Bazı hediyeler vitrinde olmaz.
Kurdeleye sarılıp köşeye konmaz.
Onlar, fısıltıyla hazırlanır; bir hayatın en derin yerinden çıkar, kalbin en ince yerine yerleşir.
Rayka Şenbay ile tanışmam beş yıl öncesine dayanıyor.
Kliniğimize gelen, enerjisi yüksek, ışığıyla ortamı aydınlatan, sempatik bir kadın…
Onu her gördüğümde benzer bir sahneyle karşılaşıyordum:
Hızlı adımlarla içeri girmek, işlemini tamamlamak ve ardından kliniğin cafesinde laptopunu açıp Zoom toplantısına dalmak…
Ekranın karşısında bir proje anlatıyor, notlar alıyor, arada kahvesinden yudumluyordu.
O temposu, o odaklı hâli, o koşturması… ister istemez merak ettiriyordu.
Benim huyum değildir, durup dururken “Ne iş yapıyorsunuz?” diye sormak.
Ama bir gün, merakıma yenildim:
“Raykacığım, ne kadar yoğunsunuz… Ne iş yapıyorsunuz?”
Ve o an… pat!
Karşımda işine âşık, işini oyun gibi severek yapan bir kadın duruyordu.
Gözleri ışıldayarak anlattı: Ortakları Yael Alalu ve Nazlı Ongan ile birlikte kurdukları yaratıcı stüdyoyu…

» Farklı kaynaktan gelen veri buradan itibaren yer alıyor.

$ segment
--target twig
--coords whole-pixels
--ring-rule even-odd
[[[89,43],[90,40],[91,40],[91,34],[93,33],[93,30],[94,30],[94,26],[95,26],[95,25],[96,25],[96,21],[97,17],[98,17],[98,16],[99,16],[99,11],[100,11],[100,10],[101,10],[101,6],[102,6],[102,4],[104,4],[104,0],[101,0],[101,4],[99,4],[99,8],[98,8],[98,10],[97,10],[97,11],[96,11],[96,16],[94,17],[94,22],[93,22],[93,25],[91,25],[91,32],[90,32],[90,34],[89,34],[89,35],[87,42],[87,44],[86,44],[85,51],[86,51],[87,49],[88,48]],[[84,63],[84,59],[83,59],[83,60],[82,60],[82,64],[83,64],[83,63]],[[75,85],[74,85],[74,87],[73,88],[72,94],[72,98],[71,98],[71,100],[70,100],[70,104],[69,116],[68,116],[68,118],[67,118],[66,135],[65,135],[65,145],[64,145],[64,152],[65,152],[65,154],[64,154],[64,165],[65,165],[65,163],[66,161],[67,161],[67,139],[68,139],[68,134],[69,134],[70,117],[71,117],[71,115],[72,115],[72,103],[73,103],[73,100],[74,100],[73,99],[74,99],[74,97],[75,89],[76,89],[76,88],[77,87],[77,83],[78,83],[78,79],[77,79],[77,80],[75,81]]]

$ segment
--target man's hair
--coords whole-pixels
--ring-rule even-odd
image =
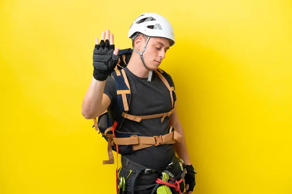
[[[141,32],[138,32],[138,34],[137,35],[134,35],[134,38],[132,39],[132,47],[133,47],[133,48],[134,48],[134,46],[135,45],[135,39],[136,39],[136,38],[139,36],[141,36],[145,40],[147,40],[147,38],[148,38],[148,37],[147,35],[145,35],[144,33]]]

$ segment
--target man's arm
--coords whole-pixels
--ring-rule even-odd
[[[82,102],[82,113],[85,118],[97,117],[110,104],[110,99],[104,94],[104,90],[107,78],[118,63],[118,52],[119,48],[114,49],[113,34],[110,34],[109,30],[102,32],[100,44],[95,38],[93,76]]]
[[[177,131],[183,137],[182,140],[181,142],[176,142],[175,144],[174,147],[175,151],[179,158],[182,160],[186,165],[191,165],[191,162],[188,155],[186,144],[185,143],[183,129],[182,129],[182,124],[180,121],[180,119],[179,118],[176,108],[175,108],[173,113],[170,117],[170,123],[172,126],[176,129]]]
[[[110,106],[110,99],[103,93],[105,84],[105,81],[99,81],[92,77],[82,102],[82,113],[85,118],[97,117]]]

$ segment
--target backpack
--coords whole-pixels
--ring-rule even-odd
[[[126,119],[140,122],[143,119],[162,117],[162,122],[166,116],[170,117],[174,109],[177,99],[172,80],[168,75],[160,68],[153,71],[163,81],[169,91],[172,101],[172,109],[168,113],[145,116],[129,114],[129,106],[131,99],[130,88],[124,68],[127,66],[130,58],[132,49],[127,48],[120,50],[118,54],[119,59],[115,68],[111,72],[117,94],[117,109],[113,113],[116,120],[111,117],[106,110],[97,118],[93,118],[95,130],[99,130],[102,137],[108,142],[109,160],[103,161],[103,164],[113,164],[114,160],[112,150],[118,154],[129,154],[135,150],[150,146],[158,146],[164,144],[175,144],[176,140],[180,142],[182,138],[176,129],[170,126],[169,133],[164,135],[153,137],[141,136],[139,133],[122,132],[120,129]]]

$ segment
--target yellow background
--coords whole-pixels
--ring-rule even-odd
[[[1,0],[0,193],[113,194],[116,166],[81,114],[95,36],[131,46],[157,12],[176,44],[175,81],[198,171],[194,193],[291,194],[292,2],[289,0]]]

Adı Salon Couture Books’tu.
Salon Couture Books; kişilere ve kurumlara özel hazırlanmış kitaplar üreten, üç kadın girişimciden oluşan bağımsız bir yaratıcı stüdyo ve yayın atölyesi.
Her proje tekil, her kitap özgün.
Hazırlanan kitaplar genellikle sınırlı sayıda, bazen de yalnızca bir adet basılıyor.
Bazen 90. yılını kutlayan Vakko gibi köklü bir kurum, geçmişine dönüp geleceğe uzanmak istiyor.
Bazen 80 yıllık sanayi devi Borusan, hafızasını sayfalara işliyor.
Bazen bir ailenin sofrasındaki yemek tarifleri, torunlara hatıra olsun diye ciltleniyor.
Bazen bir iş insanı, hayatının dönüm noktalarını çocuklarına bırakıyor.
Kimi zaman kaybedilen bir eşin hikâyesi, geride kalan küçük bir kıza ulaşıyor…
Kimi zaman da yurtdışına giden bir evladın çantasına, annesinin her biri ayrı bir gün ve özlem için yazdığı kartlar iliştiriliyor.
Rayka, Yael ve Nazlı’nın bakış açısında içerik yalnızca metin değil; her proje için özel bir tasarım dili, görsel kimlik, editoryal yapı ve anlatı akışı kurgulanıyor.
Ortaya çıkan eser, klasik bir yayın değil; sahibine ya da temsil ettiği kuruma özel hazırlanmış bir anı objesi.
Bu yaklaşım, kitabın hem fiziksel hem de duygusal değerini kalıcı hale getiriyor.
Çoğu zaman sessizler.
Tanıtım yapmazlar, billboardlara çıkmazlar.
Çünkü yaptıkları iş, anlatının önüne geçmemeyi gerektirir.
Görünmeyen eller gibi… Zanaatları, görünmeden değer katmaktır.
Domino’s’un 25. yılı için pizza kutusundan çıkan kitapla tanıyanlar da oldu…
Mustafa Taviloğlu’nun koleksiyonunu kitaplaştıran üç kadından haberdar olanlar da…
Ama onlar için her proje, kamuya açıklansın ya da açıklanmasın, sahibine özeldir.
Benim içinse bu hikâye, yalnızca bir markayı tanıma hikâyesi değil.
Salon Couture Books’u dinlerken içimden şu geçti:
Bir gün, inşallah, benim markama da böyle bir kitap yapılır.
Tüm yolculuğum, emeğim, dostluklarım, başarılarım, yaşadığım zorluklar…
Hepsi tek bir ciltte buluşur.
Kapağı kapandığında bile insanda kalan, elden bırakmak istenmeyen cinsten.
Çünkü bazı hediyeler, bir ömrü saklar.
Ve bazı kitaplar, kapanınca bile insanda kalır.